4 Ağustos 2012 Cumartesi

GÜL YÜZLÜ SEVGİLİYE-21


Ey gül yüzlü sevgili efendim ben senin yoluna toprak olayım. Yaz sıcağında yorgunluktan oluşarak alnından süzülüp sağ yanağından aşağıya doğru akan terin olayım. Sen bastığında ayağının izini saklayan ve günümüze hatıra olarak hala saklanıp ziyarete açılan taş olayım. Lakin biz günahkâr ümmetini şefaatinden mahrum eyleme.

Biliyoruz bizler senin yolundan çok uzağız. Hatalarımız ve günahlarımız çok olsa da; tek gayemiz senin yolundan, gösterdiğin nurlu yoldan yürüyerek sana layık ümmet olmaktır. Böylece kâinatın sahibi, eşi ve benzeri olmayan, mutlak kudret sahibi yüce yaratıcımıza yakın olmaktır. Onun razı olacağı kullar olmaktır. Bizleri sevginden, şefaatinden ayrı ve gayri koyma.

Allah’ın selamı ve rahmeti sanadır. Sen ki her kese selam verirdin. Sen ki öz bakımına çok dikkat ederdin. Saçını sakalını ve kıyafetini her zaman düzenli tutardın. İnsanlara hoş görünmeni sağlamak için yanında sürekli ayna tarak ve misvak bulundururdun. Hata saç bakımını iyi yapabilmek için zeytinyağı sürerdin. Hep temizliği ön planda tutar, ‘imanın yarısı temizliktir’ ‘temizlik İmandandır’ diye söylerdin. Evini her gün mutlaka süpürürdün. Ayakkabılarını giyecek olduğun da silkeleyerek giyerdin. Tuvalete girmeden önce çoraplarını çıkarırdın ve paçanı sıvardın. Tuvalete sol ayağınla girerdin ve sağ ayağınla çıkardın. Taharette alırken, hep sol elini kullanırdın. Ayakta hacet gidermez, tuvalette mutlaka otururdun. Sonra abdest almadan önce sızıntı olursa diye bir süre beklerdin. Sürekli abdestli olmaya ve abdestli gezmeye çalışırdın. Cuma günü mutlaka gusül abdesti alırdın.
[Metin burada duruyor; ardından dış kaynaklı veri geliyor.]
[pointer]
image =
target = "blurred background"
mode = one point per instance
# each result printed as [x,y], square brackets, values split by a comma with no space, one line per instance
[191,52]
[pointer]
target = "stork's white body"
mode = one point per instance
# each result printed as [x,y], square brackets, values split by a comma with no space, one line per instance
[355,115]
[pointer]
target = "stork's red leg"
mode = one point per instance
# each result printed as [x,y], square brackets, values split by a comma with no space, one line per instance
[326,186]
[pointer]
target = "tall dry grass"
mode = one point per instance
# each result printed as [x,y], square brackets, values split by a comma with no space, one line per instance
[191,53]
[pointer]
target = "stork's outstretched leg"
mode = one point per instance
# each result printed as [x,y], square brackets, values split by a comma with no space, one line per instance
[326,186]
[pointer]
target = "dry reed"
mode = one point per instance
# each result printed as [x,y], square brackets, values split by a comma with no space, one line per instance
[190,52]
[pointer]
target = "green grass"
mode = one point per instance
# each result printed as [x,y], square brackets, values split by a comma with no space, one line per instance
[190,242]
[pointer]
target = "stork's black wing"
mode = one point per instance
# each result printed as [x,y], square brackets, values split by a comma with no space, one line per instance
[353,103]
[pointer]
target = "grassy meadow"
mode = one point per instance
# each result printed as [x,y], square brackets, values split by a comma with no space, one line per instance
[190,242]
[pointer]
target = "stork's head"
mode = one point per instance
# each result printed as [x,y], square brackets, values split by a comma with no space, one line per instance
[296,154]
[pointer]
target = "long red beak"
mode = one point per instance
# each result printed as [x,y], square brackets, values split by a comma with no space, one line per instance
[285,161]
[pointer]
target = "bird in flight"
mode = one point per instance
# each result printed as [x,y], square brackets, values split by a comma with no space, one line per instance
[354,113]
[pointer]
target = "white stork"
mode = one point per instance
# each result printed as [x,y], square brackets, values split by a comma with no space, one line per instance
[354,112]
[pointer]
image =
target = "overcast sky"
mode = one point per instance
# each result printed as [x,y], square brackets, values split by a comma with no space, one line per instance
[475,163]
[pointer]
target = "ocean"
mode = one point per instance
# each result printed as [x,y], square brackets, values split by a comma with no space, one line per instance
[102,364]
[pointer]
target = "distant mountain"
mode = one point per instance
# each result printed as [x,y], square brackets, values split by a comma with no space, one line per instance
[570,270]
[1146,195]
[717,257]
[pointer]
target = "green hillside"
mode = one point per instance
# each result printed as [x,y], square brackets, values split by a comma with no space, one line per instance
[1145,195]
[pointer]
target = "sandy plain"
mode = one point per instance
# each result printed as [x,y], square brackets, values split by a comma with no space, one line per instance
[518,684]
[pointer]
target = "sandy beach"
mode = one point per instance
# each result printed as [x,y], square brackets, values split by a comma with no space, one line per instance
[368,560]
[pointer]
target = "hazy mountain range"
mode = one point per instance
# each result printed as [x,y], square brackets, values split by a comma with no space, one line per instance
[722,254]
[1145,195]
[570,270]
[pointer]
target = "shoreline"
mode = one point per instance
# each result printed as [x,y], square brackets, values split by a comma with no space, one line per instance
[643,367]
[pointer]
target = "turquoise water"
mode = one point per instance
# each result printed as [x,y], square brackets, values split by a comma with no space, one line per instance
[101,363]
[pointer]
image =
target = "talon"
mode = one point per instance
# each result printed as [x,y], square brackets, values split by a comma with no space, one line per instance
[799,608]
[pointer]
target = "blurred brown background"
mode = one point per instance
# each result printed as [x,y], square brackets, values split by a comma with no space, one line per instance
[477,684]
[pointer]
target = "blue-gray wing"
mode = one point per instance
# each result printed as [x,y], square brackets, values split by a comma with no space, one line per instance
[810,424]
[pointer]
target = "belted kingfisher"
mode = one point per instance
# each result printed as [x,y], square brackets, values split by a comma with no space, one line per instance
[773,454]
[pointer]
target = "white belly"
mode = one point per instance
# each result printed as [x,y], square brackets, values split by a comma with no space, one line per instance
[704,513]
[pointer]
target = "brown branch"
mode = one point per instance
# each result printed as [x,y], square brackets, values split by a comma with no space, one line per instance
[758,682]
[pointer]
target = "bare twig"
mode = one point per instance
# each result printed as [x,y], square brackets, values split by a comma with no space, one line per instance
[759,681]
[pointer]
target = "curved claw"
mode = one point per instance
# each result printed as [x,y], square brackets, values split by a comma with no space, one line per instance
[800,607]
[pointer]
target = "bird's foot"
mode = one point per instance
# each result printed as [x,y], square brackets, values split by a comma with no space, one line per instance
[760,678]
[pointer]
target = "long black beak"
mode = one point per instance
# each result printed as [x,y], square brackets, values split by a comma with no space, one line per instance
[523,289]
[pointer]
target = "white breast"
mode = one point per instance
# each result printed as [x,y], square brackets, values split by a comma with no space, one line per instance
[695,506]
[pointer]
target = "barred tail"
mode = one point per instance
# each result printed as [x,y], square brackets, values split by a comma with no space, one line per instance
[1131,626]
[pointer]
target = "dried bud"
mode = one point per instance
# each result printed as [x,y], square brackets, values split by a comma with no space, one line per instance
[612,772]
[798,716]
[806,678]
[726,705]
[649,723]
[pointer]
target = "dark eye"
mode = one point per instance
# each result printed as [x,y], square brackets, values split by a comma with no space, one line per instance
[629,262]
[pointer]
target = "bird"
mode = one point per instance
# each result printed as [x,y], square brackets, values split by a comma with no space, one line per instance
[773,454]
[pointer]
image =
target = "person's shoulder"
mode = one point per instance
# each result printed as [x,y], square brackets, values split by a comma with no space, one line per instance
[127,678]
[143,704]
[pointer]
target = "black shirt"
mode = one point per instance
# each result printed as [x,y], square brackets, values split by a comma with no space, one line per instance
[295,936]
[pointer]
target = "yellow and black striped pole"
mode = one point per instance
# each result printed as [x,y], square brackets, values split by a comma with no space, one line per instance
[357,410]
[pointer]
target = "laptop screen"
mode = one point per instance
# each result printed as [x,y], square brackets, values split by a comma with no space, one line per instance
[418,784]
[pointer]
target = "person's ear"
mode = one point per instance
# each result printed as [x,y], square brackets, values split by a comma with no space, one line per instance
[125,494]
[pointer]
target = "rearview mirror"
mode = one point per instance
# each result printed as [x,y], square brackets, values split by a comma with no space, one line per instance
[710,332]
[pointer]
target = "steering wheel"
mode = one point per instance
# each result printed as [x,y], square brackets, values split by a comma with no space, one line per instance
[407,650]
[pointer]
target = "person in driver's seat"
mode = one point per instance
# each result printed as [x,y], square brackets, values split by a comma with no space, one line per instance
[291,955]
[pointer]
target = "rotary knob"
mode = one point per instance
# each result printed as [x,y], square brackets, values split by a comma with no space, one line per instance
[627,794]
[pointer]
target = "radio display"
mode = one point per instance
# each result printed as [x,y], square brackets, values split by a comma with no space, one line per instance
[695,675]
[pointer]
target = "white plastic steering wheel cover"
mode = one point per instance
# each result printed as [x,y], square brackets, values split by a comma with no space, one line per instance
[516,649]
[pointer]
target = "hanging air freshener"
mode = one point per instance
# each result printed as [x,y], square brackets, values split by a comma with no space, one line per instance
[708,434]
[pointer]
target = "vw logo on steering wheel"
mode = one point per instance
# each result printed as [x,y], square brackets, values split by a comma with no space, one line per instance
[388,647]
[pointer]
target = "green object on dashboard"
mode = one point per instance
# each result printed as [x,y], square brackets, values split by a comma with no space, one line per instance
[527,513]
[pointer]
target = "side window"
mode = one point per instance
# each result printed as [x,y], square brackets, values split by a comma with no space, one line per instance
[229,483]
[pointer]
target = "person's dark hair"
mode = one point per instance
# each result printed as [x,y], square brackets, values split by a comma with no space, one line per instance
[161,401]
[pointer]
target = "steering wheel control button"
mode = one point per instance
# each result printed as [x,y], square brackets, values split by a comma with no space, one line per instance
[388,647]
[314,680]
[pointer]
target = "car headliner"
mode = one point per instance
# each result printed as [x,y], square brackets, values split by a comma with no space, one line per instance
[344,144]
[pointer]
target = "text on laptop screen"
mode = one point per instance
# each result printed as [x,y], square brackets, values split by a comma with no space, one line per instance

Allah’ın her türlü nimeti sanadır. Sen ki açları doyurur, fakirleri gözetir, malını Allah yolunda harcardın. Sen ki besmele çekerek yemeğe tuz ile başlardın. Yemekte mutlaka yeşillik bulundururdun. Üzümü hapur hupur ağzına götürmeyip teker teker yerdin. Yemek esnasında hep hayırlı şeylerden konuşurdun. Sofradakilerin iştahını kaçıracak sözlerden uzak dururdun. Yemekten tam olarak doymadan kalkardın. Gece bulaşıkları bekletmezdin. Artan yemek olursa, yemek kaplarının üstünü mutlaka örterdin. Pazartesi ve Perşembe haftada iki gün oruç tutardın.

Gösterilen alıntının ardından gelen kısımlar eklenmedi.